2. Thorn Group Ltd (ASX: TGA)
Thorn Group is a leading provider of rental products and equipment finance for both business and private customers. It is the owner of brands such as Radio Rentals and Rentlo. Trading on a P/E ratio of just 11 it pays a 4.9% dividend.
3. Cash Converters International Ltd (ASX: CCV)
In addition to being a well-recognised pawn shop operator, Cashies' payday loans and cash advances are a big driver of revenues and earnings. Its shift to online loans is shaping up to have real growth potential, despite changes to lending laws in Australia. In addition its Carboodle business is growing rapidly. Trading on a P/E of 13, Cashies is a great buy at current prices.
4. Senex Energy Ltd (ASX: SXY)
Oil and gas producer Senex Energy is one of Australia's best resources stocks. With growing production, increasing reserves, excellent balance sheets and exploration blocks in some highly prospective areas, I believe it represents a great long-term buy at current prices. It trades on a P/E of 12.

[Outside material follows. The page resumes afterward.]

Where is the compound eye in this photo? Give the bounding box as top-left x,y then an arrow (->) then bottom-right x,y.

5. RCG Corporation Limited (ASX: RCG)
As the owner of The Athlete's Foot, RCG uses its exclusive rights to distribute top branded footwear and apparel. Popular names include Merrell, Saucony, Cushe, Chaco and CAT. Trading on 15 times earnings it is forecast to pay an impressive 6.3% dividend.
Foolish takeaway
Each of these companies represent great buying opportunities and should make up part of any long-term growth portfolio. I already own four of the six companies mentioned in this article, but am strongly considering adding the other two in the near future.